Ainsi que les grands arbres de la forêt disparaissent, il eût l’introduction des arbres de rente, plus particulièrement les girofliers et la plantation des cultures vivrières comme la patate douce, le manioc, la pomme de terre et le maraichage. Actuellement, des espèces comme : moiha, mhomba, mvaventré sont très rares.
Je voulais aussi ajouter que dans notre village, il y avait plusieurs sources d’eau dans la forêt et deux principales rivières, celles de Shiro et de Mtsatsa. Ces rivières coulaient toute l’année depuis la forêt jusqu’à la mer. Aujourd’hui elles sont devenues intermittentes et dépendent des saisons des pluies.
Une culture abandonnée :
Il y a aussi quelque chose important à signaler, à la suite du massacre de Majunga en 1976, il y a eu l’arrivée des nouveaux chefs religieux avec des prêches radicalisés. La population a commencé à abandonner la célébration des rites sacrés. D’où la destruction des sites sacrés qui étaient aussi des zones forestières et qui fournissaient des produits sacrés utilisés pendant les rites. Parmi ces rites, il y a le fameux Dade, évènement très connu au village puis célébré chaque année pour demander la bénédiction aux esprits (djinns) de donner une bonne production agricole.
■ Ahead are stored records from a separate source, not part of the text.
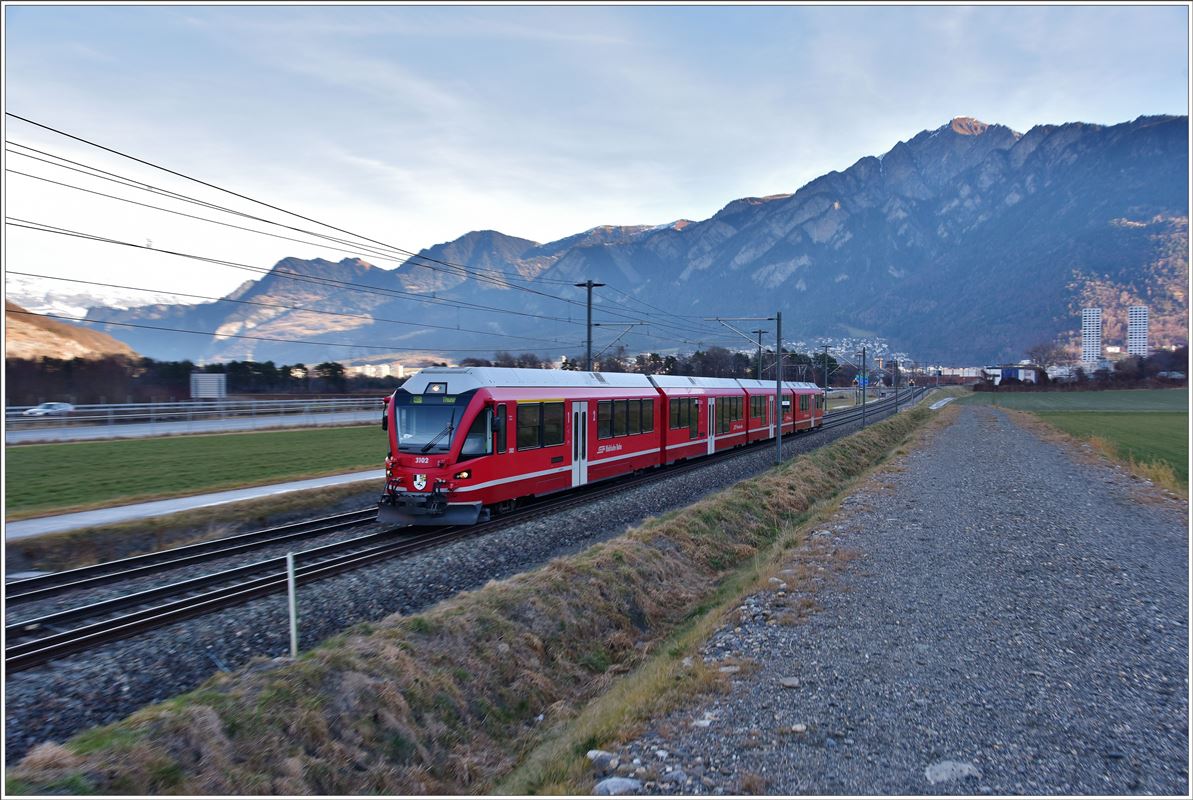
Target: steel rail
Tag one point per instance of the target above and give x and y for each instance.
(96, 575)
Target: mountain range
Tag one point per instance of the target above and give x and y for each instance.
(32, 336)
(966, 243)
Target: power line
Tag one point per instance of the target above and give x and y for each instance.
(282, 305)
(387, 253)
(16, 222)
(389, 348)
(251, 199)
(455, 268)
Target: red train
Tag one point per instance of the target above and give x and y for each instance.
(464, 441)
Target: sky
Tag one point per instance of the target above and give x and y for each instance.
(414, 125)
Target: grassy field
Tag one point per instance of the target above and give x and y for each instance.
(1138, 400)
(1144, 439)
(1145, 428)
(53, 478)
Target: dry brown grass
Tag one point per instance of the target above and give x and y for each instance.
(451, 700)
(1095, 450)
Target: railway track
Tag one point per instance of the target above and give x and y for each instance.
(57, 634)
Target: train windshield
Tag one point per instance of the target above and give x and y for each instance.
(428, 427)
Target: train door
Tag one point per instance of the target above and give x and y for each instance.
(579, 444)
(712, 428)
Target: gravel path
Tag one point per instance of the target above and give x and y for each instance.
(65, 696)
(997, 619)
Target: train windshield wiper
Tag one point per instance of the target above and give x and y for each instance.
(447, 429)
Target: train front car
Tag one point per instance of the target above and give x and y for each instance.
(442, 429)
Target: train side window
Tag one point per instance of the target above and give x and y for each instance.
(604, 419)
(500, 422)
(552, 425)
(619, 417)
(478, 439)
(530, 422)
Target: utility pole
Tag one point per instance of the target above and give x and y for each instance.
(778, 370)
(589, 285)
(864, 385)
(759, 332)
(778, 388)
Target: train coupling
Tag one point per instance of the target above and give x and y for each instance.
(431, 508)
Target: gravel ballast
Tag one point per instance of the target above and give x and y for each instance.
(59, 699)
(993, 618)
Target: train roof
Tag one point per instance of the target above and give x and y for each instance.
(463, 379)
(750, 383)
(687, 382)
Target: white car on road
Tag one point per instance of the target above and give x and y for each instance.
(49, 409)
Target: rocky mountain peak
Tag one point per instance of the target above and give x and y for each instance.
(968, 125)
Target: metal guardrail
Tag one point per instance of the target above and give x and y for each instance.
(113, 414)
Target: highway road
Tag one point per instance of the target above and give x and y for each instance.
(140, 429)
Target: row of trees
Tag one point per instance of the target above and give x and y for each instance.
(1161, 369)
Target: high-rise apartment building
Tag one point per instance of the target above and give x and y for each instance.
(1090, 335)
(1137, 330)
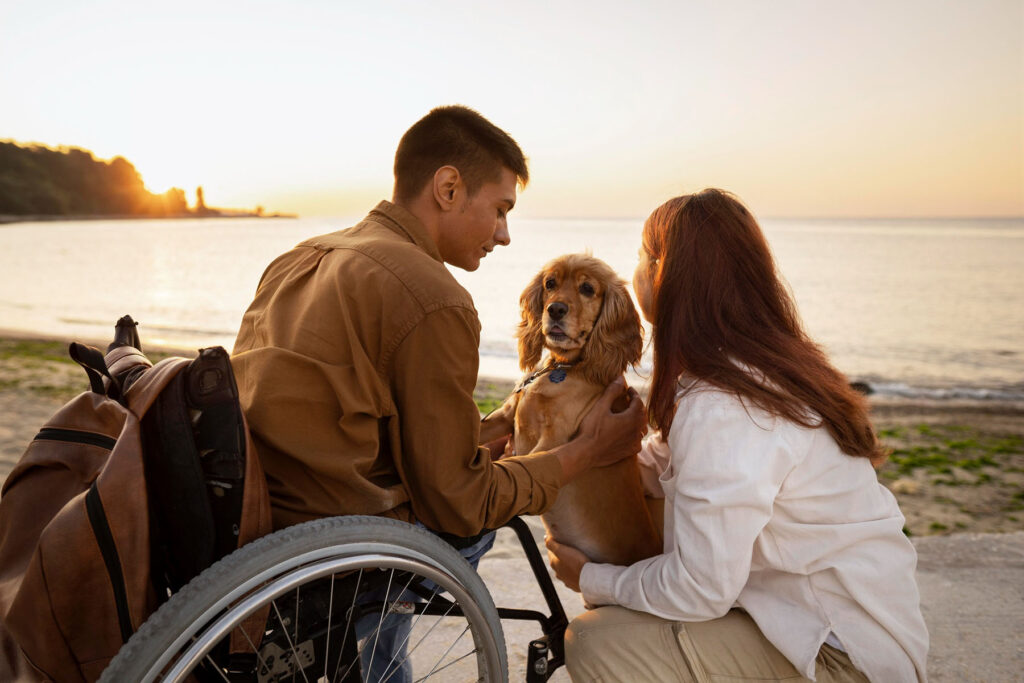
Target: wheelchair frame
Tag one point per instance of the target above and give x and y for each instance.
(198, 633)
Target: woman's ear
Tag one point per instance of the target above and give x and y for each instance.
(530, 329)
(617, 337)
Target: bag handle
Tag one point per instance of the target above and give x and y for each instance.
(91, 359)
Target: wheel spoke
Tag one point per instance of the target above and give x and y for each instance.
(295, 652)
(408, 636)
(451, 647)
(348, 627)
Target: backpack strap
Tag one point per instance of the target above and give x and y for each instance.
(92, 361)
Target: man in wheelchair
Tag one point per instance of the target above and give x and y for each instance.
(357, 359)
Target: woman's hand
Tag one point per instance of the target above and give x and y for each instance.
(607, 433)
(566, 561)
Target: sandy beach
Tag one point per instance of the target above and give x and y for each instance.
(956, 468)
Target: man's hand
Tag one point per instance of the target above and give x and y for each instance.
(566, 561)
(605, 435)
(615, 434)
(500, 422)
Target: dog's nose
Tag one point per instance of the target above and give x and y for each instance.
(557, 310)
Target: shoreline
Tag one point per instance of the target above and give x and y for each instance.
(10, 219)
(956, 465)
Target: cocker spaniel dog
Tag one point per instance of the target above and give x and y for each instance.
(580, 311)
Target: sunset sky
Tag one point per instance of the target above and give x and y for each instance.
(895, 108)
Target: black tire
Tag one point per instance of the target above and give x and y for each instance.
(188, 634)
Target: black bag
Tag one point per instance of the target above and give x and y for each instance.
(126, 494)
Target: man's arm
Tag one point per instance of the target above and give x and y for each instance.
(454, 485)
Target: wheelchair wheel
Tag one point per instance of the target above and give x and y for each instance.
(338, 599)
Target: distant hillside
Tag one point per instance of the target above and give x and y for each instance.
(38, 180)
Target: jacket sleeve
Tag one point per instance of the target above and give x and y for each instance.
(726, 470)
(453, 483)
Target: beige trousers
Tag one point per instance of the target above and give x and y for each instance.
(617, 644)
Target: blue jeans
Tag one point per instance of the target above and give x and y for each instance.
(386, 660)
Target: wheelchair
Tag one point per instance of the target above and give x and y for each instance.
(341, 599)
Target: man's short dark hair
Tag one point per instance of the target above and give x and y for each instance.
(456, 136)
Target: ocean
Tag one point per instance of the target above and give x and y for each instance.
(929, 308)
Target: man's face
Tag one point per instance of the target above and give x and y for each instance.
(477, 224)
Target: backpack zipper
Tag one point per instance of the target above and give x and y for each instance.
(76, 436)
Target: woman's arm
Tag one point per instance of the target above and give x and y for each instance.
(725, 472)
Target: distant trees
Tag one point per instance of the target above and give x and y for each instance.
(35, 179)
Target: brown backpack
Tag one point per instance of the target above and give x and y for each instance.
(125, 495)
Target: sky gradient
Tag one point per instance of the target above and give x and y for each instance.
(913, 108)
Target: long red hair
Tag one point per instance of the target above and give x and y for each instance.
(718, 301)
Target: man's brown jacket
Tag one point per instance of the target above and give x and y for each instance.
(356, 364)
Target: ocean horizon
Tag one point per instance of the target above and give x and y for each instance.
(916, 307)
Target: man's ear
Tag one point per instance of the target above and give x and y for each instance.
(446, 186)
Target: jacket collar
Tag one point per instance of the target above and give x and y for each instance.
(404, 223)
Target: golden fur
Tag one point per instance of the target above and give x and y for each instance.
(601, 512)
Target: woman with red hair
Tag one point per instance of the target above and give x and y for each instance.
(783, 557)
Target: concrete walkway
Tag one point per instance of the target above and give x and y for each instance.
(972, 587)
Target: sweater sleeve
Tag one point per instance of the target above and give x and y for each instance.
(454, 485)
(727, 465)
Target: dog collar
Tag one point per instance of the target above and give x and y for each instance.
(557, 371)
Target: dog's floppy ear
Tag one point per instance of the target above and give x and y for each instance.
(530, 328)
(616, 340)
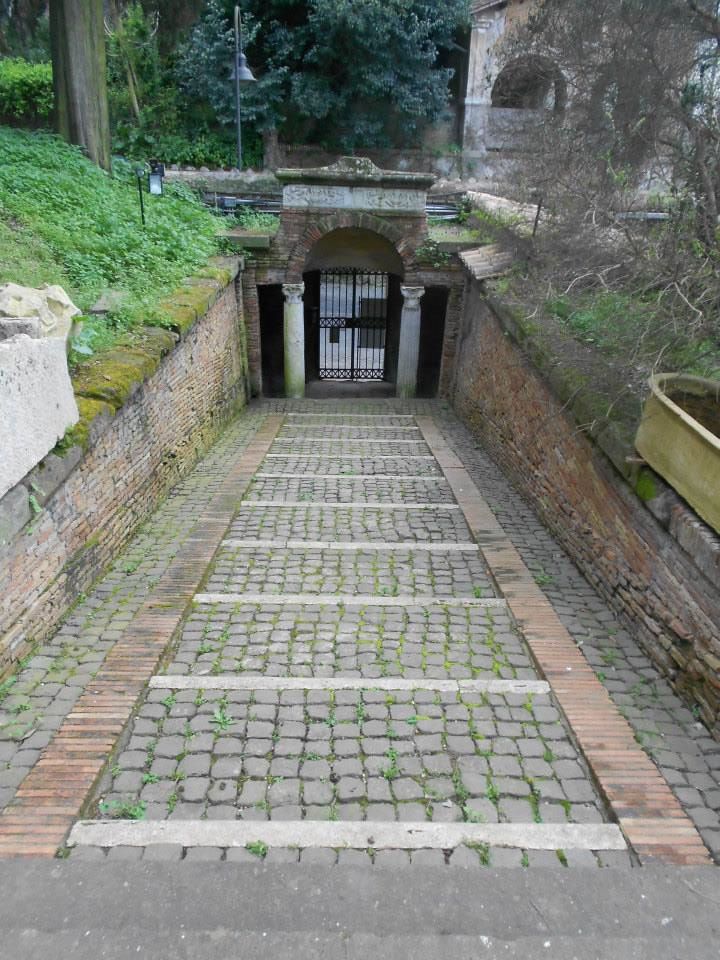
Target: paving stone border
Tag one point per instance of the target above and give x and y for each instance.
(51, 796)
(649, 814)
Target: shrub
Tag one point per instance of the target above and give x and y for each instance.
(77, 222)
(26, 91)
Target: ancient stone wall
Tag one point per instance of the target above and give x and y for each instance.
(65, 523)
(662, 574)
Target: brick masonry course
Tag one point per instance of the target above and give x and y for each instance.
(672, 606)
(132, 460)
(320, 642)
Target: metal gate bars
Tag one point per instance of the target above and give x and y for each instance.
(353, 321)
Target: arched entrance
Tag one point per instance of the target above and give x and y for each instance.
(353, 305)
(530, 83)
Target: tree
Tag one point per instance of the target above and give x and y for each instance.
(640, 128)
(643, 84)
(343, 73)
(79, 76)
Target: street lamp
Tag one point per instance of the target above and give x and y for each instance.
(155, 178)
(243, 74)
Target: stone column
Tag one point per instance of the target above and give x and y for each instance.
(294, 339)
(409, 350)
(487, 28)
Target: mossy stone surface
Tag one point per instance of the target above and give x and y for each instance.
(80, 434)
(187, 304)
(114, 375)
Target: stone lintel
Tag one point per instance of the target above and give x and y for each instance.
(356, 172)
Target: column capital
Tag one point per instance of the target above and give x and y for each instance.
(412, 296)
(293, 292)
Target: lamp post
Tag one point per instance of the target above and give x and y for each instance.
(155, 178)
(140, 174)
(243, 74)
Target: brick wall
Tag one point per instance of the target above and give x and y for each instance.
(639, 566)
(132, 460)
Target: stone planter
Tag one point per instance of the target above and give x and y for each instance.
(679, 437)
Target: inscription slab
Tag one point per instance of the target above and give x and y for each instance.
(355, 183)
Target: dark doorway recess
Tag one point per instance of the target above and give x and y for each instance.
(352, 321)
(351, 324)
(433, 308)
(271, 303)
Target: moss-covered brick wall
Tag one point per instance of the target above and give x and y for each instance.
(660, 570)
(148, 412)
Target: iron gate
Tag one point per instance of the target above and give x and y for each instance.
(353, 322)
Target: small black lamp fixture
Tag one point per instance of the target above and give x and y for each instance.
(241, 74)
(155, 178)
(140, 174)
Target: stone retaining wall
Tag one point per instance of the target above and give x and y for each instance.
(147, 414)
(658, 566)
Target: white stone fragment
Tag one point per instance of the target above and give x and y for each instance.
(37, 404)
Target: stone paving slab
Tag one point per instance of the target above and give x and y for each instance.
(253, 682)
(309, 835)
(327, 432)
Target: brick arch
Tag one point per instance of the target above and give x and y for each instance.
(400, 235)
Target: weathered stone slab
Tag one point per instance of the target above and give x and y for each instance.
(37, 403)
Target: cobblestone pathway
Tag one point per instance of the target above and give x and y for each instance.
(353, 683)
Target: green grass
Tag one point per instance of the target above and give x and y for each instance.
(64, 220)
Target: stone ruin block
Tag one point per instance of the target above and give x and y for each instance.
(37, 404)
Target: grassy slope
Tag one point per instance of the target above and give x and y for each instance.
(63, 220)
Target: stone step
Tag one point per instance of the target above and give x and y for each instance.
(364, 601)
(245, 748)
(308, 570)
(352, 545)
(322, 464)
(378, 521)
(365, 835)
(343, 488)
(456, 642)
(247, 682)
Malgré les quelques initiatives communautaires ou bien avec des projets qui s’y mettent en place depuis vraiment longtemps, ne perdurent pas. Ils se heurtent aux problèmes de mentalités locales (difficultés de consensus communautaires, relation familiale, divisions politiques et religieuses…) d’où un manque de légitimité générale des règles de l’État et aussi locales par les habitants.
Je pense que nous devons penser aux générations futures puisque d’ici à 15 ans avec le même rythme de déforestation même le peu de forêt qui reste risque de disparaître. D’où réduire la déforestation est plus qu’urgent. La seule condition pour la réussite est qu’il ait une réelle volonté de part et d’autre de protéger les arbres que les gens sont en traine de planter. Une des solutions rapides serait aussi de laisser la forêt se régénérer naturellement, car je constate que dans la forêt les arbres poussent rapidement à l’absence des activités humaines. Enfin, le gouvernement doit réfléchir d’autres alternatives aux milliers des jeunes sans-emplois et sans espoir pour un avenir meilleur.”